Menyhert Lakatos. The Color of Smoke.
Lee, Ronald
Menyhert Lakatos. The Color of Smoke. Ann Major, tr. Williamstown,
Massachusetts. New Europe Books. 2015. 480 pages.
Menyhert Lakatos is acclaimed as Hungary's foremost Romani
author, and his novel Fustos kepek, translated by Ann Major as The Color
of Smoke, is considered to be his magnum opus. It is
semi-autobiographical, based loosely on his own experiences as a young
man coming of age in Hungary In the 1930s and early 1940s. Lakatos
(1927-2007) is also the award-winning author of two novels, a novella,
five collections of stories, and one volume of poetry. The Color of
Smoke first appeared in its original Hungarian-language edition in 1975.
It is a picaresque and somewhat salacious odyssey of a nameless
protagonist, written in the first person, who grows up as a member of a
marginalized minority group, living in a shantytown ironically called
"Gypsy Paris."
As a child, Lakatos's protagonist is drawn to his grandmother;
her stories are his link to a former and better nomadic existence in the
now-defunct Austro-Hungarian Empire. She is the conduit from the
vanished past of the Roma and their ever-worsening present as Hungary is
drawn more and more into totalitarianism. His life suddenly changes when
a near-tragic but fortuitous event enables him to attend high school
until he is expelled, along with the Jewish students, after Hungary
joins the fascist camp.
Lakatos skillfully weaves Romani customs, language, and even herbal
remedies into the story as the novel's characters interact with one
another and with the greater non-Romani world. He also describes the
constant hunger during the long, cold winters when the bigger dogs have
to be killed to prevent them from eating the small children and the
horses are butchered for food because there are no barns or fodder. In
one instance, the Roma are even forced to eat pigs from the carrion pit
after they died of swine flu in order to survive. Lice and vermin are
rampant, and there are constant outbreaks of scabies, which the women
treat with tobacco. But despite their suffering, Lakatos shows how the
Roma manage to survive, a tribute to their ingenuity and fortitude.
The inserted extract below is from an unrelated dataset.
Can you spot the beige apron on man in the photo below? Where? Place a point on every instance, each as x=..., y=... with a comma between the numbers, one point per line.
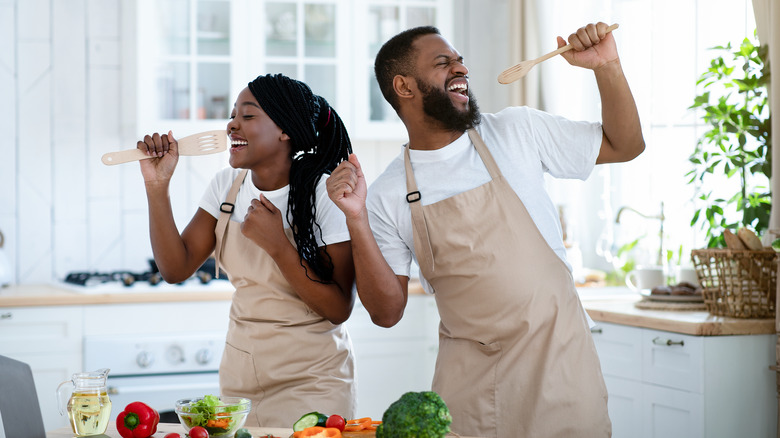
x=279, y=353
x=516, y=357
When he is sixteen, the protagonist has a brief marriage in another
settlement to a fourteen-year-old bride, whom he is then forced to
abandon as he continues his odyssey with his friend, Bada, which include
more brief romantic episodes with Romani girls. He also has one
foredoomed crush on a blond Hungarian fellow student who is the daughter
of a local aristocrat. She is far beyond his reach, but she capriciously
manages to save his life when the Hungarian students drown the only
other Romani student in the school outhouse.
The story ends when the Germans invade Hungary. Soldiers surround
"Gypsy Paris" and prepare the inhabitants for transport. As
the train pulls out of the station, we can only surmise where they are
going, as the Nazi Holocaust finally engulfs Hungary's Roma.